Shifting cultivation is described as agricultural system through which an individual uses a given piece of land and abandons it later or alters its initial use after a short duration. It involves clearing the piece of land which is followed by a couple of wood harvesting or farming years till the fertility of the soil is lost.
The land is used till it becomes inadequate for crop production after which is it reclaimed by natural vegetation or alternatively gets converted to another kind of cyclical farming practice. Cultivation can also be stopped when the piece of land gets overrun by weeds. The duration the piece of land is cultivated is often shorter compared to the time the land is given to renew by lying uncultivated.

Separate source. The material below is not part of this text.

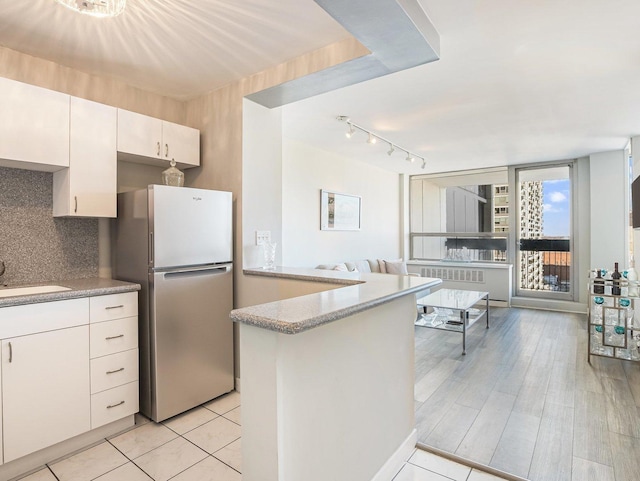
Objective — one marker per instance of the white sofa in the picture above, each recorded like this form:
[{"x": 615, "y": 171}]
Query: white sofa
[{"x": 394, "y": 266}]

The most common type of cultivation used in this case is known as slash and burn which involves the slashing and burning of vegetation, woodlands and forests. Others clear the lands without any burning while some cultivators are migratory and they don’t employ any cyclical techniques on the given piece of land.
There are instances when no slashing is needed and especially where the regrowth is purely of grass. This is not uncommon especially when the soil is close to exhaustion and the land needs to lie fallow for some time. Eventually, a piece of land that was previously cultivated will once more be cleared of natural vegetation and used for purposes of planting crops once more.
Fields in stable shifting systems and established fields are fallowed and cultivated cyclically. Ideally this kind of farming is known as jhumming in India. Most of the fallow fields aren’t productive and during fallow period, cultivators will use consecutive vegetation species for construction and timber for fencing, clothing, firewood, ropes, medicines, tools and carrying devices.
It is quite common for nuts and fruit trees to get planted in fallow fields making some of the fallows orchards. There are also instances when tree species and soil enhancing shrubs get protected from burning and slashing in fallows. Some of the species have been found to fix nitrogen and fallows contain plants known to attract animals and birds hence they are important for purposes of hunting.
Note that the longer any piece of land gets cropped, the greater the loss of nitrogen and phosphorus, soil organic matter and citation exchange capacity. In addition to this, it also leads to increase in soil acidity, soil porosity and reduction of infiltration capacity as well as seeds that naturally occur from soil seed banks.